Māori Firms Achieving Superior Innovation via their Cultural Capital
Professor Jarrod Haar - IIRC20
Friday, November 20, 2020
How do Māori firms achieve superior innovation? Via their cultural capital Despite the growth in attention towards the Māori economy and Māori business generally, there is scarce empirical evidence describing its attributes and activities. New Zealand has a vibrant and growing indigenous population (Māori) who have historical business acumen, but little is known about their contemporary activity in private business and associated links between Māori firms and performance.
While there are numerous strategic management theories to explain firm performance, the current study focuses on the firm resources, which are often characterised as key factors reflecting organisational/managerial assets including competencies, knowledge and skills etc. Specifically, we focus on intellectual capital (Singh & Rao, 2016), which broadly reflect the knowledge resources within a firm, which aligns with the Resource Based View of the firm.

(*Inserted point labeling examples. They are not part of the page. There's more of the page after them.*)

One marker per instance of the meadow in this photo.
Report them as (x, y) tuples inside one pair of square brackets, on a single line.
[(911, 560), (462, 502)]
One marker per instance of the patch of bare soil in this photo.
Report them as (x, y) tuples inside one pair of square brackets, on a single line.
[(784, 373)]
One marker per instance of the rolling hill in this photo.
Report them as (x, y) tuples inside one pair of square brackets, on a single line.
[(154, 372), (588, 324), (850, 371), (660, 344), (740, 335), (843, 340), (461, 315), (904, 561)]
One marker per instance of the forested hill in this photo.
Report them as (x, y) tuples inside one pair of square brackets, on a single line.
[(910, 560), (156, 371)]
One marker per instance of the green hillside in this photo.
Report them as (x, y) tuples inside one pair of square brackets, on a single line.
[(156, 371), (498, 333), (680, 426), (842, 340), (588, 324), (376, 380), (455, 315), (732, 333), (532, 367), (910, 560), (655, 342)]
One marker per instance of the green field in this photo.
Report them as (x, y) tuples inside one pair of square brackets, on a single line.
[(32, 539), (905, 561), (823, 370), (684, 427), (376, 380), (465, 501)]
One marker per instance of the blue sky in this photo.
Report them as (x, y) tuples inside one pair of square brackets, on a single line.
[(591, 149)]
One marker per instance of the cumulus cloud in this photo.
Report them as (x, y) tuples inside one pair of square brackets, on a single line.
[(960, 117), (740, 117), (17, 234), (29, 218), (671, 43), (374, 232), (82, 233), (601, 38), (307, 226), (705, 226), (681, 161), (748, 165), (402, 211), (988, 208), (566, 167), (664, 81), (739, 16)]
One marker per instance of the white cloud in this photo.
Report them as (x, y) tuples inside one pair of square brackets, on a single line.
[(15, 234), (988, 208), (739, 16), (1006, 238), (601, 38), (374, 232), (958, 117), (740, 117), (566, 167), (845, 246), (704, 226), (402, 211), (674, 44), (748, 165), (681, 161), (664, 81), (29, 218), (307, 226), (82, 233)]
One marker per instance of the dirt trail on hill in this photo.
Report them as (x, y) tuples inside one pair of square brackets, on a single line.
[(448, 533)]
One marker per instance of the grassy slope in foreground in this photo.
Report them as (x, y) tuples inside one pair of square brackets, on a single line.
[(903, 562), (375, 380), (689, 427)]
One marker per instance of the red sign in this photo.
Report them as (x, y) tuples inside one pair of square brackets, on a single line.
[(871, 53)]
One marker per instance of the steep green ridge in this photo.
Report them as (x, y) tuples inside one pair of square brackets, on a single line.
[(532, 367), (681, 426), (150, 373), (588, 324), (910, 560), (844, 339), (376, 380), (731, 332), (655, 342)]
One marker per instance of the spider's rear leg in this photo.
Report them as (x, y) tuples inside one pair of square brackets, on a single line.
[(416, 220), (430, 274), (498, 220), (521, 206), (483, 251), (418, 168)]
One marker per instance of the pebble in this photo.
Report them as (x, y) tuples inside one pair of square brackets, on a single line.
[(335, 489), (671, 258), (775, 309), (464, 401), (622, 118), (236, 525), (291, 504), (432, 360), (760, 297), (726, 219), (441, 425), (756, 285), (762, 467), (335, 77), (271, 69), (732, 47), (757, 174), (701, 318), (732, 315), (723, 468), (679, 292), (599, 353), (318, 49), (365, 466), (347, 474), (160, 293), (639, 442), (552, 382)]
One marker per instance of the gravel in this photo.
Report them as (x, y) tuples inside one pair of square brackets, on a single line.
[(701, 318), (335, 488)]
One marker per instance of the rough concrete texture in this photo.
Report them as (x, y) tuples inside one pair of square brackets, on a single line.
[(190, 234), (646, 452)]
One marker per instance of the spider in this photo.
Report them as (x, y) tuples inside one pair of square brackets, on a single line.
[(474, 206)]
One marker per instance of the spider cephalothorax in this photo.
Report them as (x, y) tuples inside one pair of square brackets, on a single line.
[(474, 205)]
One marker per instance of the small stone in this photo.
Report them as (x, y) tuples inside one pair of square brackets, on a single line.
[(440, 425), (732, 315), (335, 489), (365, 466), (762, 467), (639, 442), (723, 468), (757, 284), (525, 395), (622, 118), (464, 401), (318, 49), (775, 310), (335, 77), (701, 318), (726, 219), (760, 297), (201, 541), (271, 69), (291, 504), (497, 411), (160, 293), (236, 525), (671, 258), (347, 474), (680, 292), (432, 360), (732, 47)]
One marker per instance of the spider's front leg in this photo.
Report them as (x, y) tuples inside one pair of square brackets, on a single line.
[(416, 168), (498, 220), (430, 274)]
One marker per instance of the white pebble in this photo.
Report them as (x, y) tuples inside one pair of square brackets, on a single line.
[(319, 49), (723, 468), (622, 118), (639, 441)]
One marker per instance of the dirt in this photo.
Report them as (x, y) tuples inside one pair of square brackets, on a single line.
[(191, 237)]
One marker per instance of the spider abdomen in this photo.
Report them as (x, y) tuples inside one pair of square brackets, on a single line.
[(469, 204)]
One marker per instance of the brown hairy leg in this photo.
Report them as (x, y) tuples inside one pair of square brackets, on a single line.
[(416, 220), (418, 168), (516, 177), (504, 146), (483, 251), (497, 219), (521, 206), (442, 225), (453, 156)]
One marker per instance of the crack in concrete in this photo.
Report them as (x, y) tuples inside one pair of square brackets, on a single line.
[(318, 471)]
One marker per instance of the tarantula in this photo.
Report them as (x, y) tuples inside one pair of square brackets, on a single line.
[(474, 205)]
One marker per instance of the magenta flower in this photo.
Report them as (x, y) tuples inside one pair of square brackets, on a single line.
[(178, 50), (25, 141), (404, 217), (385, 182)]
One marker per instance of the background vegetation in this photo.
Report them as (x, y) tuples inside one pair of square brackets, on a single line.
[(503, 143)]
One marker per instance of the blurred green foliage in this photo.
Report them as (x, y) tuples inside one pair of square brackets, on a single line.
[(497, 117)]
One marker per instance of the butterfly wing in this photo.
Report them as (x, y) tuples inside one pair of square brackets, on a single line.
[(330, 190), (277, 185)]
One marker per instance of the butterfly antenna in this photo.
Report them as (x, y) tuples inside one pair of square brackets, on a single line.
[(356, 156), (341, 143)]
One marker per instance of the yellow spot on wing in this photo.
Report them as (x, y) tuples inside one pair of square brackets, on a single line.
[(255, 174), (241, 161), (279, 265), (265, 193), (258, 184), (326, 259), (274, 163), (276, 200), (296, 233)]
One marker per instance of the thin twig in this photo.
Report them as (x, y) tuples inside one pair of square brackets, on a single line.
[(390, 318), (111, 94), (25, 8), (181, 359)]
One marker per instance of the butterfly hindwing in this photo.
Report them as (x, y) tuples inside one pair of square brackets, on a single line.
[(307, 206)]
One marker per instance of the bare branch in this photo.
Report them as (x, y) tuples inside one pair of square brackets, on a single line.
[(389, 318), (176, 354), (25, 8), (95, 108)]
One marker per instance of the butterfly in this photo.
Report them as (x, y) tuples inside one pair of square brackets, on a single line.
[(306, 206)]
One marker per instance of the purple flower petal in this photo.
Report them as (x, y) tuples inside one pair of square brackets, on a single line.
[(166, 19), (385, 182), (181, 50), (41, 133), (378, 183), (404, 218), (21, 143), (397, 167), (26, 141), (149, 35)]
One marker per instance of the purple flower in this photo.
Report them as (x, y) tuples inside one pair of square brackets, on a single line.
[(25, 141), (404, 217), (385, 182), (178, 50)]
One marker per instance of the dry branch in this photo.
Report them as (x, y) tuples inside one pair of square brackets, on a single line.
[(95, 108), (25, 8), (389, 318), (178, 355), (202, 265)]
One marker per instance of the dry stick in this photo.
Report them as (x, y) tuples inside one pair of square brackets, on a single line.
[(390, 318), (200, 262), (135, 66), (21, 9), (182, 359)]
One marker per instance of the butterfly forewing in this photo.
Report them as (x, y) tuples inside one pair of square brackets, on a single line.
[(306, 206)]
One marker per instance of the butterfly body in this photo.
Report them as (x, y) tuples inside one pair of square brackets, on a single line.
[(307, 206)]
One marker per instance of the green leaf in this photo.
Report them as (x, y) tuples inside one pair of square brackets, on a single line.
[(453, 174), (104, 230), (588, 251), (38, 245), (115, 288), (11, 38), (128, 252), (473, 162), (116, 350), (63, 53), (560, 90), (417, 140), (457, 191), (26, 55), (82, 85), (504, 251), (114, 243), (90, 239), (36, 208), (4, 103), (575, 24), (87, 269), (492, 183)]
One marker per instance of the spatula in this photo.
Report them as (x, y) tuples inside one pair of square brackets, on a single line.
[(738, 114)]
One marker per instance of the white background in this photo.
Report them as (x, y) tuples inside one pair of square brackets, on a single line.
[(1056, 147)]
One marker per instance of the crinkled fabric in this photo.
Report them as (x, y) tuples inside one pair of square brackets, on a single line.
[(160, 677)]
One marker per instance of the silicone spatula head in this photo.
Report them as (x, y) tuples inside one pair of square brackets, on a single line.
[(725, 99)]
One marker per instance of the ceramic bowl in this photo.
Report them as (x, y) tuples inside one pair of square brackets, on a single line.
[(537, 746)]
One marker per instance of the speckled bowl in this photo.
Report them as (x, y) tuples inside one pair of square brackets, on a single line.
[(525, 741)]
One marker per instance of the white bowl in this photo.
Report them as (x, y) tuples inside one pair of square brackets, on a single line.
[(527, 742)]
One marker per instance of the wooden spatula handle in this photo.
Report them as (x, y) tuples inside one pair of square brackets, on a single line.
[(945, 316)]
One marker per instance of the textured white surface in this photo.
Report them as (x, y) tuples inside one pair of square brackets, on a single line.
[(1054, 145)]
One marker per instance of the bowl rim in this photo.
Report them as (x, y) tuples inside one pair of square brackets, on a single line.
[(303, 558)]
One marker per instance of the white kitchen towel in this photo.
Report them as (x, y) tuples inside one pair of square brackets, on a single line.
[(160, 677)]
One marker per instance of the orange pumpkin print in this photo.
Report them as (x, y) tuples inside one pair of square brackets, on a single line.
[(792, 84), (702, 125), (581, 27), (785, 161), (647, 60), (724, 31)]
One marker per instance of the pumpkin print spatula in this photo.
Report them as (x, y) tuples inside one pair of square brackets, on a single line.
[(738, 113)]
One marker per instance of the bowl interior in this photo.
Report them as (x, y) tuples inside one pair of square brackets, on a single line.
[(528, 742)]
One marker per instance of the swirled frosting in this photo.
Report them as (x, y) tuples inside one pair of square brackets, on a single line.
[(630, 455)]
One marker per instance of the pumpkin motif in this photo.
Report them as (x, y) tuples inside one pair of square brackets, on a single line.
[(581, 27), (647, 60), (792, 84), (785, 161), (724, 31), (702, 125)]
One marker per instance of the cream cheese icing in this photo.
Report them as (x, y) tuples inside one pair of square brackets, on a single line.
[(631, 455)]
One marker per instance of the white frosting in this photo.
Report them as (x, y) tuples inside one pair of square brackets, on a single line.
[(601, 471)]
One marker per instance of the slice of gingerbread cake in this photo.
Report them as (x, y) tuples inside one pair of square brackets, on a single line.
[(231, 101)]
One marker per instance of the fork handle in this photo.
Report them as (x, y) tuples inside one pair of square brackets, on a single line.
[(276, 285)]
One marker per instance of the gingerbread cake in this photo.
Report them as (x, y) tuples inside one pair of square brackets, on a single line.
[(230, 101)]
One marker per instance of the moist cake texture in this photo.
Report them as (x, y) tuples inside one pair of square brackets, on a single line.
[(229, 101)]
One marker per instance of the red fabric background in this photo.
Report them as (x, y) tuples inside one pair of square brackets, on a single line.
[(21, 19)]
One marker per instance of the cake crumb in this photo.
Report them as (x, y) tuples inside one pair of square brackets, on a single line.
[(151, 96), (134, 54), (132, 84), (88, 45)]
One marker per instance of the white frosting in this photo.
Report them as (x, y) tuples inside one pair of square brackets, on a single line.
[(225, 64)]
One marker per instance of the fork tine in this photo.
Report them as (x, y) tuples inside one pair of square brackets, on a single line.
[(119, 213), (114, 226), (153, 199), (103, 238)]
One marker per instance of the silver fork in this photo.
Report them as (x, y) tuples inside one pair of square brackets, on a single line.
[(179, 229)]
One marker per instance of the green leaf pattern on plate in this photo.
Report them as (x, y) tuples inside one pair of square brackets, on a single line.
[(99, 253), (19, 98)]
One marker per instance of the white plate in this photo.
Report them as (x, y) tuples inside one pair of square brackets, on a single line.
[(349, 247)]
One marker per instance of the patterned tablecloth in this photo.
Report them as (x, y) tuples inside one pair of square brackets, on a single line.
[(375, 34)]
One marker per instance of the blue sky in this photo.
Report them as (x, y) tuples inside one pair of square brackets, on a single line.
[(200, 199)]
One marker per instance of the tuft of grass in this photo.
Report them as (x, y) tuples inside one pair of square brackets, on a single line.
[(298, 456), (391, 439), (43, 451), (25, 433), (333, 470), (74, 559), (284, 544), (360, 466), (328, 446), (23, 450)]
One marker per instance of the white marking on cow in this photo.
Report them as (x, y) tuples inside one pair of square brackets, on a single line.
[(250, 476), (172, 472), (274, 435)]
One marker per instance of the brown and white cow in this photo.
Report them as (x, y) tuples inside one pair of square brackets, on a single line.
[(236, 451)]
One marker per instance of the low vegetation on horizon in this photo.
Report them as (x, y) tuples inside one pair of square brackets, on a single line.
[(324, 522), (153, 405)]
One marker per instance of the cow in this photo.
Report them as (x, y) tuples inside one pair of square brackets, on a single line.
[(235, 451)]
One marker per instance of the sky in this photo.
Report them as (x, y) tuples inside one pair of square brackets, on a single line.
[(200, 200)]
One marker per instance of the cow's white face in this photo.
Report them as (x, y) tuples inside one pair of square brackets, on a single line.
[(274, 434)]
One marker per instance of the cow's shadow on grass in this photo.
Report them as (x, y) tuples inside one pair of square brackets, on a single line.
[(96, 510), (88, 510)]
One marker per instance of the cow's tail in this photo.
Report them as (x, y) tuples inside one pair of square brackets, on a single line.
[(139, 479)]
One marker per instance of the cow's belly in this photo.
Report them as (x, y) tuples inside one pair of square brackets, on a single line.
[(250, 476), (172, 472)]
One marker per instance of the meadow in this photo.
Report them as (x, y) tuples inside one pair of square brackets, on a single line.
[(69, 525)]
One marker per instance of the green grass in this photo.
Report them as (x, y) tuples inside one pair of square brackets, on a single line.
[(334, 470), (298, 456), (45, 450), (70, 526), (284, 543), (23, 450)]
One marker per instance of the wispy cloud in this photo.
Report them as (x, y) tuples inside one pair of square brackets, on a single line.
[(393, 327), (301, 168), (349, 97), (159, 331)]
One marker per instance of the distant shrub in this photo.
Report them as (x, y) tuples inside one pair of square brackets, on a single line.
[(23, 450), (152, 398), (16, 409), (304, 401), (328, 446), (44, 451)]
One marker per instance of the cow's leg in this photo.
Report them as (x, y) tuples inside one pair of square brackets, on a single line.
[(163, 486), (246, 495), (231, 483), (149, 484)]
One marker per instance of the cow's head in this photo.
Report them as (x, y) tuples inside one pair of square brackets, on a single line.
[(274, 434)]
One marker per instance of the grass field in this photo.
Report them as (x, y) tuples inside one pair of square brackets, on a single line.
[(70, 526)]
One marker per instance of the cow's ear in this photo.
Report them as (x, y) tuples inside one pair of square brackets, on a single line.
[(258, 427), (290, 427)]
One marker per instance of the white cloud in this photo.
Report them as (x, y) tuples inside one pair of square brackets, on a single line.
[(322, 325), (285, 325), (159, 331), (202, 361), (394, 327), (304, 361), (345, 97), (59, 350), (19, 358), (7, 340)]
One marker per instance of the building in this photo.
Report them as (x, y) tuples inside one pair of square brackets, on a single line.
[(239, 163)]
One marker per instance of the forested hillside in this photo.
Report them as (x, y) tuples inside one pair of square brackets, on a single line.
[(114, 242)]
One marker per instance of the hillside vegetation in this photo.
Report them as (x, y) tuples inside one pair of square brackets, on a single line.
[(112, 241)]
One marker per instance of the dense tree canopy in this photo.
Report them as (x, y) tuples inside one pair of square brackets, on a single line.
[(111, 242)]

Singh and Rao (2016) state “it is maintained that a unique configuration of knowledge resources in the form of intellectual capital enhances firms’ capability to renew its resource base and empowers them to develop their dynamic capabilities to win the market” (p. 130). Here we focus on three forms of capital: Human Capital, reflecting a firm’s workforces ability to continuously acquire new job-related knowledge, Relational Capital, reflecting a firm’s workforces ability toward mutual collaboration and problem solving, and Cultural Capital, which we define as reflecting a firm’s workforce knowledge and skills towards working with and respecting Māori cultural values.
The constructs had Confirmatory factor Analysis done in AMOS (structural equation modelling), and analysis completed in SPSS using the PROCESS (V. 3.4) macron, controlling for firm size. Overall, a number of direct effects, mediation effects and moderation effects were found including moderated mediation. In summary, human capital and cultural capital both shape relational capital, with the highest relational capital being achieved by Māori firms when they have high human and cultural capital. The final moderated mediation
effects show that while human capital is significant as is relational capital, for Māori firms with stronger cultural capital, this indirect effect strengthens as cultural capital gets stronger. Hence, the key for product innovation success for Māori firms is to hire the right people, develop their collaboration, and the firms cultural focus, as this is crucial to leveraging these components to overall success.